The men are helped by the always strikingly beautiful Olivia Wilde in the role of Ella Swenson. As a side note, Olivia Wilde may be the new go-to action movie chic. Consider Tron and now this. She doesn’t yet have the fighting cred of Angelina Jolie (Tomb Raider, Mr. and Mrs. Smith, Salt). But she’s a step above the token eye-candy girlfriend who is otherwise pointless to the plot (ie. Megan Fox in Transformers). Jennifer Garner hasn’t done action in years, so maybe Wilde is the up-and-comer. Have you started taking Karate lessons yet Liv?
Craig and Ford are the narrative focal points, and Wilde to a lesser extent. All three of them are more than they first appear. Wilde is in a category all her own, about which I’ll say no more. Neither of the fellas is exactly admirable. The preacher could have been talking about either one when he uttered this astute observation: “I’ve seen good men do bad things and bad men do good things.” Are our heroes bad or good? Both of them experience a change by the end of the picture. Their sufferings and their losses are redemptive.
Most of the jabbering in the press is about the genre-bending mashup of the western and science fiction. There’s at least one other genre that should get factored into the equation: horror. If you think a move called Cowboys and Aliens sounds like kid’s stuff, be careful. This is not a movie for little children. The monsters are genuinely frightening at times and truly revolting all the time. There are several jump scares and there are scenes of torture and grisly violence. Alien abductions constitute a spooky sub-genre of horror and this movie goes there (cf. Fire in the Sky (1993) and The Fourth Kind (2009) et al.).
One moment struck me as particularly poignant. When Craig finds the pile of gold watches and other personal items of abductees, it resembled a scene from the Holocaust Museum in Washington D.C. The nazis collected the valuables of the concentration camp prisoners into piles. This hints at the possibility of genocide or human extinction. It also suggests that otherworldly monsters are not the only ones we need to worry about. I realize I’m reading between the lines, but I don’t think I’m pressing the imagery too far.
In earlier decades, filmmakers faced what they called the “monster problem.” That is to say, you had to have a creature that looked real enough to produce the intended effect. You didn’t want to get everyone all geared up to see a nasty beastie, only to reveal a man in a rubber suit. Having people laugh at your monster is not desirable. Personally, I prefer old-school physical special effects whenever possible, but there are limits to what you can do without CGI. C&A utilized both to the optimum effect.

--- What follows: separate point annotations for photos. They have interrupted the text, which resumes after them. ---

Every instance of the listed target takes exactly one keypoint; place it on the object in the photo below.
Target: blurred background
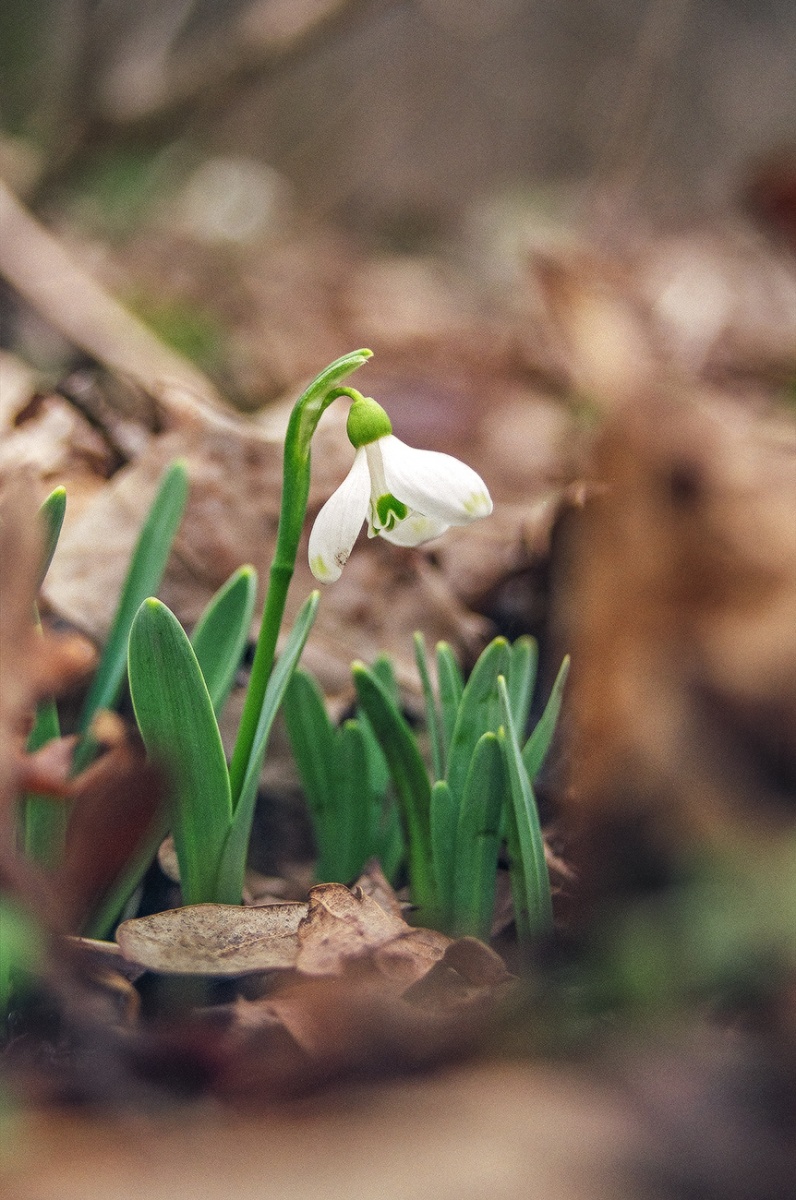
(399, 118)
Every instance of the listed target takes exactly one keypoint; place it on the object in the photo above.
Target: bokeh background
(400, 118)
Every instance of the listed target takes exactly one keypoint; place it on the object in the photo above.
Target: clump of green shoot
(480, 787)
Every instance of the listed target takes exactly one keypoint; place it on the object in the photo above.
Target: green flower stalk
(295, 491)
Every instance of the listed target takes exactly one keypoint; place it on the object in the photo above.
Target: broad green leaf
(530, 879)
(179, 729)
(222, 630)
(479, 712)
(478, 839)
(143, 579)
(312, 739)
(111, 909)
(233, 864)
(432, 713)
(23, 949)
(444, 823)
(452, 685)
(538, 744)
(51, 514)
(410, 777)
(524, 660)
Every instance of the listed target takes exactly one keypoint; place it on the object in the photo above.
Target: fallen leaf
(341, 925)
(214, 940)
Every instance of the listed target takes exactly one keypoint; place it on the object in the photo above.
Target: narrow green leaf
(538, 744)
(222, 630)
(143, 579)
(444, 822)
(312, 741)
(479, 712)
(179, 729)
(530, 879)
(51, 514)
(434, 723)
(23, 952)
(410, 777)
(233, 865)
(478, 839)
(103, 921)
(45, 819)
(355, 811)
(452, 687)
(378, 773)
(524, 660)
(389, 846)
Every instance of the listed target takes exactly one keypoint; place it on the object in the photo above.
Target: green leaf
(528, 868)
(233, 865)
(355, 815)
(179, 729)
(444, 822)
(312, 403)
(384, 672)
(143, 579)
(23, 949)
(538, 744)
(45, 819)
(521, 678)
(452, 687)
(434, 723)
(222, 630)
(312, 739)
(478, 839)
(410, 777)
(51, 514)
(479, 712)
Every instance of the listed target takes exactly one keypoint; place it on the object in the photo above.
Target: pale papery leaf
(214, 940)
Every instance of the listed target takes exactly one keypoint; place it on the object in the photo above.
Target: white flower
(406, 496)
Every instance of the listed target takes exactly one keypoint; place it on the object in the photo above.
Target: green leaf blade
(520, 681)
(220, 636)
(233, 863)
(179, 729)
(143, 579)
(434, 723)
(452, 687)
(410, 777)
(444, 822)
(538, 744)
(51, 515)
(528, 868)
(479, 712)
(478, 839)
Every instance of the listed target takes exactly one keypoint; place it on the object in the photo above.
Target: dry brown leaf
(214, 940)
(509, 1132)
(342, 925)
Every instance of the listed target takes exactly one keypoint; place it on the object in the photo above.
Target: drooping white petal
(414, 529)
(435, 484)
(339, 521)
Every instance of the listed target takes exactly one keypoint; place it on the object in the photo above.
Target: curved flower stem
(295, 491)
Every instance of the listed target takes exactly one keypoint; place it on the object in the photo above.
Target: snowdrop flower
(406, 496)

There were many moments that called to mind sci-fi films that preceded it. The abductees returning, for instance, reminded me of a similar moment in Close Encounters of the 3rd Kind. A hat tip to Steven Spielberg, one of the several top shelf executive produces of C&A?
Cowboys and Aliens is a fun adventure. So many things about it make it cooler than other blockbusters this summer, not the least of which is the cast. Jon Favreau, the director, is not known for helming subtle thinky pictures, but he does know how to punch you the face with a good time.
What we have here is primarily a blistering fun time, not a message movie. But if you will indulge this reviewer, one moral of this story seems to be that people can change. It might just be that we need an impending global catastrophe to get us to wake up. When the threat is great enough, even cowboys and indians will put aside their differences and work together. Don’t waste your days on things that don’t matter. Chasing gold is futile. Family counts. Community counts. Even religious faith is given a nod. And learn to give your brother a chance. The town is named Absolution after all.